GERMANY:A popular German historian has said actor Tom Cruise's performance in Scientology videos leaked on to the internet last week remind him of Nazi propaganda minister Joseph Goebbels.
One of the videos shows the actor asking a crowd of Scientologists: "So what do you say, are we going to clean this place up?" The cheering crowd answers: "Yeah!"
"It could be that Cruise's way of speaking is common at revival meetings in the US," said Guido Knopp, a historian with German state television, to Bild am Sonntagnewspaper.
"But the scene where he asks whether Scientologists should clean up the world and all answer with 'yes!' inevitably reminds every German who is interested in history of the Goebbels Sportpalast speech."
In his notorious February 1943 speech at Berlin's "Sportpalast" arena, the Nazi worked the audience up into a frenzy before asking them: "Do you want total war?" "Yes!" the crowd shouted.
Scientology classifies itself as a church that can help cure drug addiction and rehabilitate criminals. Its critics call it a cult. The organisation, viewed by German authorities as a business, has courted controversy of late with a new headquarters in Berlin and increased street solicitation of potential new members.
Cruise, the organisation's most prominent member, was the centre of controversy last year in Germany after taking the leading role in a film about Count Claus Graf Schenk von Stauffenberg and the 1944 plot to assassinate Hitler.
After months of heated discussion, the film-makers were allowed film the von Stauffenberg execution scene on the original site - today the federal defence ministry. The film Valkyrie- named after the 1944 plot's code name - will be released later this year.

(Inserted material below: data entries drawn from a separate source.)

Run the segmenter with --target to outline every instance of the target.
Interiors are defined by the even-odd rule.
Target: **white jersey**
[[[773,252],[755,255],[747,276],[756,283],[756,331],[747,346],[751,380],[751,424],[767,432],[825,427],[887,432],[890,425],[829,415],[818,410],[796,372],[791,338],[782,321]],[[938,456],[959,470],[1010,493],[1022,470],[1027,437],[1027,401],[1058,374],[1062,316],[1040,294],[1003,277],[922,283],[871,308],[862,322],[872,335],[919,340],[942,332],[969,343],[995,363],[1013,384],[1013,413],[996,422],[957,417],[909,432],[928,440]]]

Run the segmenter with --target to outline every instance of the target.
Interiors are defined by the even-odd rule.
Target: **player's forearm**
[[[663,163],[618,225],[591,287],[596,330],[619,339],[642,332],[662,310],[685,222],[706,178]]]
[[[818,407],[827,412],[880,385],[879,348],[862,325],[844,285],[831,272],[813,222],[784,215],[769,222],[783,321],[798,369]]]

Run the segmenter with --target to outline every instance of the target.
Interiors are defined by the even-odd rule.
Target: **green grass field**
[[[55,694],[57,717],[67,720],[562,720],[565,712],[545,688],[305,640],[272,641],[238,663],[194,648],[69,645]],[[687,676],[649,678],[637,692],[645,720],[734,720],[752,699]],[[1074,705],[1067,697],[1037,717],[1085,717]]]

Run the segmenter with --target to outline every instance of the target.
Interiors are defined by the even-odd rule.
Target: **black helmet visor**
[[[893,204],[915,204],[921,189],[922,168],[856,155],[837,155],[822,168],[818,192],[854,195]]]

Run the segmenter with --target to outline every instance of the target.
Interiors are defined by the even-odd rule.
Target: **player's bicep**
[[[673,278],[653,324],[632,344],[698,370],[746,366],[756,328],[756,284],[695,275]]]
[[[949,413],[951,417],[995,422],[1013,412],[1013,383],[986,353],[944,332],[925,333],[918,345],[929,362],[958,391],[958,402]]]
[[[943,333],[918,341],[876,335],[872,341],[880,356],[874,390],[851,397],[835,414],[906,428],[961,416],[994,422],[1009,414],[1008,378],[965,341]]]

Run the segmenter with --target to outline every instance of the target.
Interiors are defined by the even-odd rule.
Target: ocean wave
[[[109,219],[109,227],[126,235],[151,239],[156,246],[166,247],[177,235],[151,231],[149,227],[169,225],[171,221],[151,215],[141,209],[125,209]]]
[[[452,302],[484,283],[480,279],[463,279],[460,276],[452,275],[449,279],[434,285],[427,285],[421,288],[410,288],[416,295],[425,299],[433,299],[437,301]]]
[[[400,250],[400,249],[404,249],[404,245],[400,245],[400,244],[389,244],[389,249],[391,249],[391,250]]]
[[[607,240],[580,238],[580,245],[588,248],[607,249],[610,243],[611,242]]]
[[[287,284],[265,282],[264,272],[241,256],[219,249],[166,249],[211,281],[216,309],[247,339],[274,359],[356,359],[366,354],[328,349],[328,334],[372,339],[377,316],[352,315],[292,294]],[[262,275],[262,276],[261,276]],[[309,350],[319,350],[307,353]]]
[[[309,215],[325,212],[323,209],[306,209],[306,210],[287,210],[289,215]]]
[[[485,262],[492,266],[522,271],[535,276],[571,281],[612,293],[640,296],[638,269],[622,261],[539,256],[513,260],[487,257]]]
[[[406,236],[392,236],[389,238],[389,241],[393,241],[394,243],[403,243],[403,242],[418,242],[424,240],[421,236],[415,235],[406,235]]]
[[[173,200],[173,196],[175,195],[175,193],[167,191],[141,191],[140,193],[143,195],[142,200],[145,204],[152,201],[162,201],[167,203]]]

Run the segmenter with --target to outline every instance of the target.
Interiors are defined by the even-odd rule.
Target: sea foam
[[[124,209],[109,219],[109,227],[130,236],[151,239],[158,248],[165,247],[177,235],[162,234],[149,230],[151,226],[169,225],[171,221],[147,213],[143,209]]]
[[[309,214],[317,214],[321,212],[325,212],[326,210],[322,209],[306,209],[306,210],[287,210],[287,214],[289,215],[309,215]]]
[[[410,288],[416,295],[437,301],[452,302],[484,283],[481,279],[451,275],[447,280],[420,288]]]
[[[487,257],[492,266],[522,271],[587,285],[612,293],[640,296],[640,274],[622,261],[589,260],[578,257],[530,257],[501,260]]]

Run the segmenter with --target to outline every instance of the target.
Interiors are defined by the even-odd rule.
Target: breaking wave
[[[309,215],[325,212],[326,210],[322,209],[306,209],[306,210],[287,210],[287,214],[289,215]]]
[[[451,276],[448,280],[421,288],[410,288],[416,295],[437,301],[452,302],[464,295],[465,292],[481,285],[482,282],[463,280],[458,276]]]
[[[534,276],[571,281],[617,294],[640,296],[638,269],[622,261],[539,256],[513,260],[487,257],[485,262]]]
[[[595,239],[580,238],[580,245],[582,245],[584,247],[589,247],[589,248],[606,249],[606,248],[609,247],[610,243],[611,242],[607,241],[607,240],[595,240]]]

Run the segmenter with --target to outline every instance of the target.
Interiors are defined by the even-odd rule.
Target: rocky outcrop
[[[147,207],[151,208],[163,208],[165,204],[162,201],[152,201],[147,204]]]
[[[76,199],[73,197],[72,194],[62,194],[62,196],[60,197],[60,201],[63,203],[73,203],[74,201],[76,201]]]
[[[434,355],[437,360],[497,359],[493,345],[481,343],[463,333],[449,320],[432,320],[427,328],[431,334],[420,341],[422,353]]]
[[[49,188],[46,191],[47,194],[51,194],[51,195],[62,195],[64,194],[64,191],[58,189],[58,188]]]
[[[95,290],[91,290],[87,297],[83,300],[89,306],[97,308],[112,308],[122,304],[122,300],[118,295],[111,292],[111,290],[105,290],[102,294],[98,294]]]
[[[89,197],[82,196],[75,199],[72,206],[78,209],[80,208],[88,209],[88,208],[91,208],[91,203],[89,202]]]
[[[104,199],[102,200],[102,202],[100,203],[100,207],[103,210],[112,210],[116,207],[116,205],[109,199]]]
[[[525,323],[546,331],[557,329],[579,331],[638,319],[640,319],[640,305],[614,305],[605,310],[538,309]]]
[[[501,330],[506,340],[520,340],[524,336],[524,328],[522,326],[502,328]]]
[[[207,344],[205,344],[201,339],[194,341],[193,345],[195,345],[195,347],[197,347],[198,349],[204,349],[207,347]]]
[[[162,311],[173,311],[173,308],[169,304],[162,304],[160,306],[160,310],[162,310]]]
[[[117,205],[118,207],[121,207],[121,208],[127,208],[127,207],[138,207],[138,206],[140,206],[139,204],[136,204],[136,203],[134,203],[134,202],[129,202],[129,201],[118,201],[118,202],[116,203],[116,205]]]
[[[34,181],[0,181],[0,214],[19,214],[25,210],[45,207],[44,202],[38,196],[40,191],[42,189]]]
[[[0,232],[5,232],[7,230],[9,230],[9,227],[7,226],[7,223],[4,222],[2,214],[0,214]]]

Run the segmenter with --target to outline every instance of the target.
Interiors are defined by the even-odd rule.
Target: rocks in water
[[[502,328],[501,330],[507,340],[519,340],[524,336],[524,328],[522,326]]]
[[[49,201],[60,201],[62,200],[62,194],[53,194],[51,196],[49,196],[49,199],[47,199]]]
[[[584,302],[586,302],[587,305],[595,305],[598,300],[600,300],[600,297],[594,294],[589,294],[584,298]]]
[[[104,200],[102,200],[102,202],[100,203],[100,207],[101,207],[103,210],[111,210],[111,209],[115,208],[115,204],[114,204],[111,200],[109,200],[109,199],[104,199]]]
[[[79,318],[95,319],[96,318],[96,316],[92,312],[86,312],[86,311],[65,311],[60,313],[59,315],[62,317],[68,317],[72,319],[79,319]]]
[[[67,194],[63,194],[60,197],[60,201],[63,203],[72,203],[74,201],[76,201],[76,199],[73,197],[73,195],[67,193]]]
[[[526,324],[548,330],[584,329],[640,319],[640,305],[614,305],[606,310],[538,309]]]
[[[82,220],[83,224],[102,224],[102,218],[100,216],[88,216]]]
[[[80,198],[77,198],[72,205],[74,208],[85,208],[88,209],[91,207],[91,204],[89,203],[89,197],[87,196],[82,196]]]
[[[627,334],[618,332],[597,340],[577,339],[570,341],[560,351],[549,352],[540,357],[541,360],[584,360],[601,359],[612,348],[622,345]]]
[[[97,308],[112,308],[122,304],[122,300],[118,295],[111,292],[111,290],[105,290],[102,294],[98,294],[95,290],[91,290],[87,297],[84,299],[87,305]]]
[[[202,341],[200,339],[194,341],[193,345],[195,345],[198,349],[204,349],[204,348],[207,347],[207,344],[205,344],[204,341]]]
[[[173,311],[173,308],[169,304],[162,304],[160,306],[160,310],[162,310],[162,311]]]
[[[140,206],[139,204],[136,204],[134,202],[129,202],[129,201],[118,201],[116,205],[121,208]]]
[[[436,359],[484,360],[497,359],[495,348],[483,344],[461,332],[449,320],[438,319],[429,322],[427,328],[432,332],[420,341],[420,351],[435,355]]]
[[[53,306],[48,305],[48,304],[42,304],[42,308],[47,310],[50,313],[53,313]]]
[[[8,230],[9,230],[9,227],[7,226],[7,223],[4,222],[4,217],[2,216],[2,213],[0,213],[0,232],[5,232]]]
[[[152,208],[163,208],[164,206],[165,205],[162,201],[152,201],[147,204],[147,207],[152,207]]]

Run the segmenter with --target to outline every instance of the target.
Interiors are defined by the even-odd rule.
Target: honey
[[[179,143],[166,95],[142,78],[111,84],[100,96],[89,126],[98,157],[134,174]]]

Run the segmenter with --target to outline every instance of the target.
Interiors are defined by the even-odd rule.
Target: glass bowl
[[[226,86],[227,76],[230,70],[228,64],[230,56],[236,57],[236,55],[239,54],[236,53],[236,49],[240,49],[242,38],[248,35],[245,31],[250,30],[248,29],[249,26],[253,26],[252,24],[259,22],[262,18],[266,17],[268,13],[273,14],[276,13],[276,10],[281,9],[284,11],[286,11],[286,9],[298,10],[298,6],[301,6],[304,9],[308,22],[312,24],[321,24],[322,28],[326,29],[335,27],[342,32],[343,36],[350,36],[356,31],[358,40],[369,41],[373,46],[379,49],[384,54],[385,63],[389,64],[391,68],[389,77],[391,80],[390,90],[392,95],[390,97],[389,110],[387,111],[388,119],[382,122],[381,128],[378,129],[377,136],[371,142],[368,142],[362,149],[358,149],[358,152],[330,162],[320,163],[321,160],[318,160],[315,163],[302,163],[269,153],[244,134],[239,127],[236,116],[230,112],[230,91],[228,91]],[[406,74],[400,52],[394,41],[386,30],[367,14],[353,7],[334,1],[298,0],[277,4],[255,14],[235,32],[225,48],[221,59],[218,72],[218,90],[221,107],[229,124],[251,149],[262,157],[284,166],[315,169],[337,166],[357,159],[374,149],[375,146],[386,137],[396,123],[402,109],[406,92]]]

Germany's leading cult expert Ursula Caberta told Bild am Sonntagthat the actor's role with Scientology was "to open doors". Mr Knopp suggested yesterday that the film was part of a "Scientology strategy to generate goodwill towards the organisation through the lead actor".
Mr Knopp produces historical documentaries for German state station ZDF. In recent years he has come under fire for a lengthy series of Third Reich films,described by a fellow historian as "historical pornography".